History is fun and wonderful, I love it with a passion, and the contradictions just make it all that more interesting. As for the nuserey rhymes, a lot of them have been found to have historical basis and quite a bit of truth if you dig far enough (but that's a different thread).
 

Thunderfoot: No need to apologize. We all get told something at some point or the other that we take for truth, and then find things are more complicated than that (or sometimes even more simple) later. I've been reading everything I can get my hands on about the middle ages for about 30 years.

There are two things I would caution you on. First, alot of the Reinnasance through Early Modern sources on the Medieval period are not to be trusted.
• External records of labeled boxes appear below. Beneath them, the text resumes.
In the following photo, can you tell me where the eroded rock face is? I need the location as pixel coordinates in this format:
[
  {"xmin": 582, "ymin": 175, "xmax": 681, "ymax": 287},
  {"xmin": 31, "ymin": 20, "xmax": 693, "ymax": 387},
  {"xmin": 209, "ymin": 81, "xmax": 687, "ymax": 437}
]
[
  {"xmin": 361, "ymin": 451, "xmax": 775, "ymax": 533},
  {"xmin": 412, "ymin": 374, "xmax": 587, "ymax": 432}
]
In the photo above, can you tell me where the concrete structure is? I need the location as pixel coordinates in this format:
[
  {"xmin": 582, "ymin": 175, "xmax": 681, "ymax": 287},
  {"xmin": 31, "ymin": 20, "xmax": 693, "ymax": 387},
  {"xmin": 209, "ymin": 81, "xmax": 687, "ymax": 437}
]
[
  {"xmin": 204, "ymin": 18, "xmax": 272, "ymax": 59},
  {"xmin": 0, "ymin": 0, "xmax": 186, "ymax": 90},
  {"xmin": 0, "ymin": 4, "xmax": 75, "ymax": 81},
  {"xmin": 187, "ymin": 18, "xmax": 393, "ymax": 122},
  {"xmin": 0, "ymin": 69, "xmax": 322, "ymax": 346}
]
The Reinnasance writers were 'counter culturists', and they wanted to portray themselves in as fine of light as possible, and do that they wanted to portray the proceeding culture as being as backwards, ignorant, and brutal as possible. Alot of our notion of the middle ages as 'dark ages' comes in part from what is essentially the propaganda of that day. The real dark ages as such were over by the time you get to what we think of as the middle ages. There was nothing particularly dark about 12th or 13th century Europe - plenty of writing and learning were going on.

Secondly, don't confuse Serfdom in the middle ages for the 'second serfdom' of the modern period, which really was just the return of slavery. For example, in Poland - were serfdom reached a degree of harshness that probably equalled just about anywhere - in the middle ages serfs started out needing to work thier lords land less than one day a week. By the 18th century, pretty much all the land was the lord's land, the serfs were required to work it six days a week, and they were in no better economic conditions (and maybe even worse) than black slaves in America. Basically what I'm saying is that if a serf doesn't have any significant land of his own usury to farm, then he's not really a serf.

Now, if you like contridictions and ever want a really funny (or really tragic) story about economics in the middle ages, you need to research how Karl Marx misenterpreted economic data from the Middle Ages to create his theory of communism. True story, the economic theory of communism was based on the trade monopolies of the late medieval and early reinnasance trade guilds, which looking back we might consider to be the exact opposite of communism - namely virtually unrestricted merchantile power in the hands of a corporation. But if I go any farther, people are going to accuse me of discussing politics.